Como o estado é um grande exportador de mineiros talentosos, uma parte da programação será dedicada a trazer de volta para cá esses embaixadores da nossa culinária pelo mundo. É gente que saiu de Minas e venceu levando nossa culinária para outras fronteiras, como fez Manuelle Ferraz, a chef à frente do Quem Quer Pão 75, em São Paulo. Ela começou conquistando os paulistanos com seu pão de queijo legítimo e conseguiu ampliar o cardápio para o que chama de comida baianeira: pratos que misturam a culinária do Vale do Jequitinhonha – ela é de Almenara – com forte influência baiana, como acontece na região onde ela nasceu. “Faço uma comida de roça com fino trato”, orgulha-se a cozinheira. Os paulistanos também foram brindados com as delícias de Iara Rodrigues, sócia do Quitand’arte. Mesmo com sua loja estabelecida e comentada em Belo Horizonte, Iara resolveu baixar as portas e rumar para São Paulo, onde já causa delírio entre os fãs de uma boa quitanda.

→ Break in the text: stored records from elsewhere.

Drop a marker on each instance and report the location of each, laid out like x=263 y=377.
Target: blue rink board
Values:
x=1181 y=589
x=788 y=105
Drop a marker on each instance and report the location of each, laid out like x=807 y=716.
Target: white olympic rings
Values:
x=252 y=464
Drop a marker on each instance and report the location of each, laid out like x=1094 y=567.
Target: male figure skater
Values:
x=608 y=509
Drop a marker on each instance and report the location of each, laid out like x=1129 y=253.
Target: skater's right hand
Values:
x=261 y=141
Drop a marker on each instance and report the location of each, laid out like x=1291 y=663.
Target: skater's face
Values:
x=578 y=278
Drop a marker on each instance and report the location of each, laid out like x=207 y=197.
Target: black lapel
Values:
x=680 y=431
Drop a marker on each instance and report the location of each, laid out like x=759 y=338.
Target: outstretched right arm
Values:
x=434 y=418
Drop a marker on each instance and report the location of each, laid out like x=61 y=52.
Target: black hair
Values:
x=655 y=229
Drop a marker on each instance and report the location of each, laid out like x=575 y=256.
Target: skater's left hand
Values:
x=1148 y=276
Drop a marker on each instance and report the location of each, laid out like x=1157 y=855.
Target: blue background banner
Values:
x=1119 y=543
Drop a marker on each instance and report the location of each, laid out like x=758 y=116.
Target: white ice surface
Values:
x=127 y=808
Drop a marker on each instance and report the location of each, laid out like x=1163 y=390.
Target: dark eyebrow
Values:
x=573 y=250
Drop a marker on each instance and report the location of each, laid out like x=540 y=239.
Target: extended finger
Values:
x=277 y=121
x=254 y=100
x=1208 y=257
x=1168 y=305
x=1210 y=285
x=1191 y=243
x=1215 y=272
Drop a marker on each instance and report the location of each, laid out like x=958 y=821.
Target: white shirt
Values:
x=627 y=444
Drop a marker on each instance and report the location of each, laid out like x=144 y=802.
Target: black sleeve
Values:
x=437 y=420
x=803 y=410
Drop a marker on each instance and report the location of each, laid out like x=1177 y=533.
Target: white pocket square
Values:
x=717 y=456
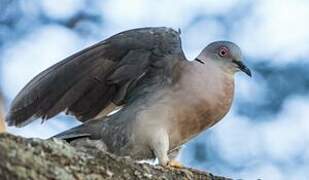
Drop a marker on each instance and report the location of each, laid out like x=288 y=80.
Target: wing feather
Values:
x=88 y=81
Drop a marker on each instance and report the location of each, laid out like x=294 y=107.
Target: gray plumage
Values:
x=166 y=99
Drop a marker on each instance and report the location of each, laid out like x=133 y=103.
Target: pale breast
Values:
x=199 y=104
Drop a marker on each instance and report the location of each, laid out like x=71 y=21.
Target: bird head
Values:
x=226 y=54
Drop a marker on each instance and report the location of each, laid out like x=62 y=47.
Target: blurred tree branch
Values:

Rodar por muitos rincões do Brasil durante as viagens da Expedição Fartura ajudou a clarear o entendimento de que as atenções da programação gastronômica deveriam se voltar a Minas Gerais, conforme explica Rodrigo Ferraz. “É aqui o lugar onde se come melhor.” A opinião é compartilhada por Luiza Fecarotta, a curadora gastronômica do festival, apaixonada pela potência dos sabores mineiros. Além de falar com entusiasmo da variedade de nossos ingredientes – ela consegue gastar uma boa dose de tempo falando de pequi, ora-pro-nóbis e castanha-de-baru –, ela se encanta com o jeitinho mineiro de receber e mexer nas panelas. “Essa capacidade em reter o conhecimento da roça, às vezes com traços de modernidade, e transformar a comida em símbolo do estado, usando de sua hospitalidade, é uma virtude que me chama atenção”, diz. Com duas décadas de sucesso e mesa cheia, nada mais justo que um dos principais festivais gastronômicos do país preste esta homenagem a Minas Gerais.